Pode, desde que com permissão e sem expor o que for sigiloso. Muitos clientes ficam felizes em ser citados quando o resultado foi bom, mas peça antes, por respeito e por segurança. Evite divulgar dados internos, valores confidenciais ou qualquer coisa que a pessoa não autorizou. Um depoimento real, publicado com o aval de quem o deu, é uma das provas sociais mais fortes que existem.
E se eu ainda não tenho clientes para provar resultado?
Comece com o que tem. Projetos de estudo, trabalhos anteriores em empregos, casos voluntários ou colaborações contam como demonstração de competência, desde que apresentados com honestidade. Você também constrói autoridade com conteúdo que mostra como pensa e resolve, o que é uma forma de prova mesmo antes dos primeiros clientes. À medida que atende, vá coletando recomendações e casos reais, que se acumulam com o tempo.
Falar dos meus resultados não soa arrogante?
Soa arrogante quando o foco é se gabar; não soa quando o foco é o valor para o leitor. A diferença está em como você conta. Um caso que ensina algo a quem lê, mostra o problema, o caminho e o aprendizado, prova a sua competência de brinde, sem parecer autoelogio. Deixar os números falarem e o cliente aparecer também ajuda. A prova de que você é bom fica mais convincente quando não é você quem a proclama.
Competências marcadas com um clique valem alguma coisa?

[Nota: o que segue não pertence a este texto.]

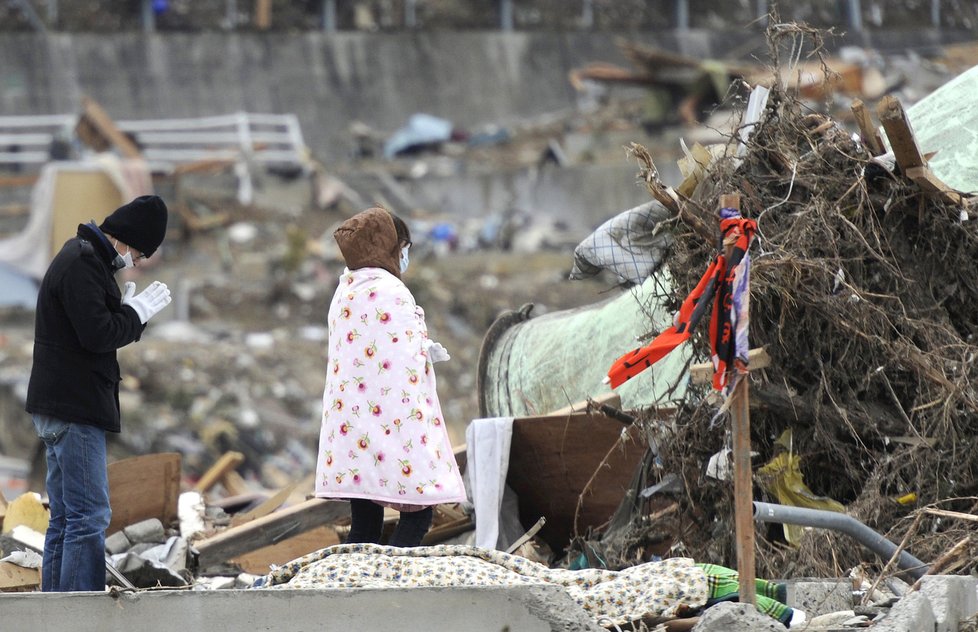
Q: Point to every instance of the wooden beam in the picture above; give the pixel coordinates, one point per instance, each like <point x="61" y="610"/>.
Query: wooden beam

Valem pouco perto de uma recomendação escrita. As competências que os contatos confirmam com um toque são fáceis de dar e por isso pesam menos. Uma recomendação redigida por uma pessoa real, contando o que você fez, carrega muito mais peso para quem avalia. Não custa ter as competências marcadas, mas invista energia nas recomendações e nos casos reais, que são a prova social que de fato convence.